Detenido un asesino que no saludaba a sus vecinos por la escalera

De nuevo la colaboración ciudadana ha sido clave para la resolución de un caso que parecía enquistado, el crimen de la mochila. Las líneas de investigación se encontraban en punto muerto hasta que apareció en escena el testimonio de una mujer. Dolores Marín, una venerable octogenaria, acudió a la comisaría de Puerto Hurraco con algo más que una bolsa de tela llena de coles de Bruselas. Traía información, más fresca que las susodichas hortalizas. Se presentó visiblemente nerviosa creyendo saber quién había perpetrado semejante asesinato. Dolores explicó a los agentes que en su comunidad vivía desde hacía varios meses un hombre que no saludaba a ningún vecino. “Me extrañó mucho que esta persona se comportara así, de modo que después de ver las noticias fui atando cabos y pensando que esta persona, pese a vivir a cientos de kilómetros de donde se produjo el asesinato, tenía algo que ver”.

Uno de los agentes que atendió a Dolores explicó que “era una pista sólida, ya que es sabido que los asesinos saludan siempre por las escaleras.

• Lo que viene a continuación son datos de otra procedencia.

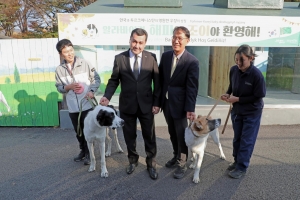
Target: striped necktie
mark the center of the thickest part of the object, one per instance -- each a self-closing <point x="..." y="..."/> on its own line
<point x="174" y="65"/>
<point x="136" y="67"/>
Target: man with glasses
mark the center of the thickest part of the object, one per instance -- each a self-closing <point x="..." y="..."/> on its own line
<point x="179" y="73"/>
<point x="135" y="70"/>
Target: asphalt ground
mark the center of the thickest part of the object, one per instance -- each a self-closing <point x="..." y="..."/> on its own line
<point x="37" y="163"/>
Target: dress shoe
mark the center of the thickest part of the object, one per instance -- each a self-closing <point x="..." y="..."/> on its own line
<point x="180" y="171"/>
<point x="231" y="166"/>
<point x="87" y="159"/>
<point x="152" y="173"/>
<point x="236" y="174"/>
<point x="131" y="167"/>
<point x="171" y="163"/>
<point x="80" y="156"/>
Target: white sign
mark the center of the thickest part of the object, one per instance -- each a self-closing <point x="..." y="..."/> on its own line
<point x="206" y="30"/>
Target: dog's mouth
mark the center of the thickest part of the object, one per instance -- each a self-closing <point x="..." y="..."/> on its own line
<point x="198" y="127"/>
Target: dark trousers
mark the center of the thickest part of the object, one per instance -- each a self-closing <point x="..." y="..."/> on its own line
<point x="176" y="128"/>
<point x="129" y="130"/>
<point x="245" y="133"/>
<point x="74" y="118"/>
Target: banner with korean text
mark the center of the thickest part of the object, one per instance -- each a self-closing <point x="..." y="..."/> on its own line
<point x="206" y="30"/>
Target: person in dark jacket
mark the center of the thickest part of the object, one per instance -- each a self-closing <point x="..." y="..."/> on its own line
<point x="135" y="70"/>
<point x="246" y="92"/>
<point x="179" y="75"/>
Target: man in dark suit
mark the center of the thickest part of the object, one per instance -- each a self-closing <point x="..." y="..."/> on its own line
<point x="179" y="73"/>
<point x="135" y="70"/>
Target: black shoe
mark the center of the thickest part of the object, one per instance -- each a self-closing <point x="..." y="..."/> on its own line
<point x="131" y="167"/>
<point x="231" y="166"/>
<point x="87" y="159"/>
<point x="80" y="156"/>
<point x="236" y="174"/>
<point x="180" y="171"/>
<point x="152" y="173"/>
<point x="171" y="163"/>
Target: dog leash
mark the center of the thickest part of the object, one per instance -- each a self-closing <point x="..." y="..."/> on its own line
<point x="93" y="104"/>
<point x="216" y="103"/>
<point x="230" y="107"/>
<point x="192" y="129"/>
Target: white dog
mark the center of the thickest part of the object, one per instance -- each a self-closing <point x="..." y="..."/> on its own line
<point x="196" y="139"/>
<point x="95" y="129"/>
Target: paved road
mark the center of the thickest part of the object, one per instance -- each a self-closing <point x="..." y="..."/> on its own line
<point x="37" y="163"/>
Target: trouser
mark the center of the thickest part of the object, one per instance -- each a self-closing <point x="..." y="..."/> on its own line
<point x="245" y="133"/>
<point x="148" y="131"/>
<point x="81" y="139"/>
<point x="176" y="128"/>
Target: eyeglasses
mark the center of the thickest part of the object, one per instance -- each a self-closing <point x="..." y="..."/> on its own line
<point x="178" y="38"/>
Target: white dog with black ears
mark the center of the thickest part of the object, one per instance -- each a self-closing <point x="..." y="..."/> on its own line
<point x="196" y="139"/>
<point x="96" y="124"/>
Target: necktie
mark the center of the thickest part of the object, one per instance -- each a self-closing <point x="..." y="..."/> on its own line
<point x="174" y="65"/>
<point x="136" y="68"/>
<point x="172" y="71"/>
<point x="69" y="68"/>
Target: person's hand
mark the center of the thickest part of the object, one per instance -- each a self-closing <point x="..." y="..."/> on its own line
<point x="155" y="110"/>
<point x="224" y="97"/>
<point x="191" y="116"/>
<point x="90" y="95"/>
<point x="104" y="101"/>
<point x="232" y="99"/>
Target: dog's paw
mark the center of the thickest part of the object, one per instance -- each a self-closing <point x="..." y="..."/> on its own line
<point x="192" y="166"/>
<point x="196" y="179"/>
<point x="104" y="174"/>
<point x="91" y="168"/>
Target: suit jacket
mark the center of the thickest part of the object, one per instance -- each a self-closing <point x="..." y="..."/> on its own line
<point x="134" y="92"/>
<point x="182" y="87"/>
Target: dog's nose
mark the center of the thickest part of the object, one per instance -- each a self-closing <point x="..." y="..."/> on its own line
<point x="122" y="123"/>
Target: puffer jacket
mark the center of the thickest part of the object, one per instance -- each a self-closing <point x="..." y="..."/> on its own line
<point x="83" y="73"/>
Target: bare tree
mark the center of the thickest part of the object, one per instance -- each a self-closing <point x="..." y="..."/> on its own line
<point x="36" y="16"/>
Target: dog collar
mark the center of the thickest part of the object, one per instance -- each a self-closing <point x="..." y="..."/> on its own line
<point x="193" y="132"/>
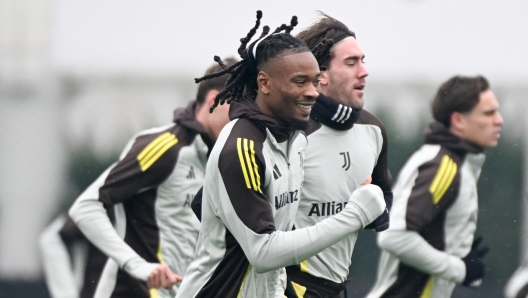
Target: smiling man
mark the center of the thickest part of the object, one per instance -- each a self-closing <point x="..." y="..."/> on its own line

Aun así faltaba algo más para solicitar al juez que ordenara la detención”. Fue entonces cuando la anciana mencionó otro dato relevante. “Cuando coincidía con él en el ascensor, no hablaba del tiempo.” Con esta segunda información los policías no tuvieron duda de que se trataba del criminal que andaban buscando.

El portavoz del CNP subrayó la importancia de ponerse en contacto con el Cuerpo si detectan que algún vecino se muestra antipático, no saluda por las escaleras o no habla del tiempo en el ascensor. Son rasgos, al parecer, que definen la psicopatía del asesino español.